Mãe e filha entram num mercado. Um rapazinho, filho do proprietário, se aproxima, tímido, cortês, com as espinhas da idade.
-Posso ajudá-las?
-Queria ver uma sandália...- responde a filha.
-Pra homem, pra mulher...
-Pra homem, presente...
-Pro pai, pro esposo?...
-Pro pai...
Aproximava-se o dia dos pais.
-Aqui, ó - indica uma prateleira. -Que número seria?
(Por cortesia, não revela-se o número que ela responde.)

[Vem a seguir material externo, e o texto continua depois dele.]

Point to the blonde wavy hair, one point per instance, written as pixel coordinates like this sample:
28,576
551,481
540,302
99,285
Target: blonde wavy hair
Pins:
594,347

Escolhido o calçado (azul, para um gremista confesso), o atendente insiste:
-E pro esposo, não vai nada?
-Já comprei.
Dirige o olhar para a outra:
-A senhora, também vai levar um presente?
A outra repete: "Já comprei."
Retorna à primeira:
-Falar em esposo- em tom reservado, enquanto prepara o pacote de presente, - o seu não é um assim-assim , que gosta de política?
-Só gosta de política....
-Pois é, ele vem aqui de vez em quando, descasca bergamota e fala, fala de política com o meu pai...
-Sim, é esse mesmo!
-Mas ele é... assim, já é bem maduro, não é?
-Sim, peguei ele pra terminar de criar...
Risadas. O rapaz fica encabulado. Porém, não desiste:
-Mas já deve ter uns 50, não?
-46.
-E a senhora?...
-18.
Ele a observa. Faz cara de espanto. Cara de quem esta calculando. Estala o resultado:
-Nossa! Esse mundo tá perdido!
-Tava brincando. Tenho 31...
-Mas mesmo assim... É...
Quando elas vão saindo, o rapaz, com cara de quem pisou na bola:
-Não contem nada pra ele do que falei, tá?
-Pode deixar.
Pois a mulher, chegando em casa, não se aguenta, conta com todos os detalhes e ainda tira um sarro da cara do marido. Ele balança a cabeça, ensaia um sorriso, e numa voz que não lembra ninguém a não ser ele mesmo, contra-ataca:
E pensar que era você,
que vivia chorando por mim...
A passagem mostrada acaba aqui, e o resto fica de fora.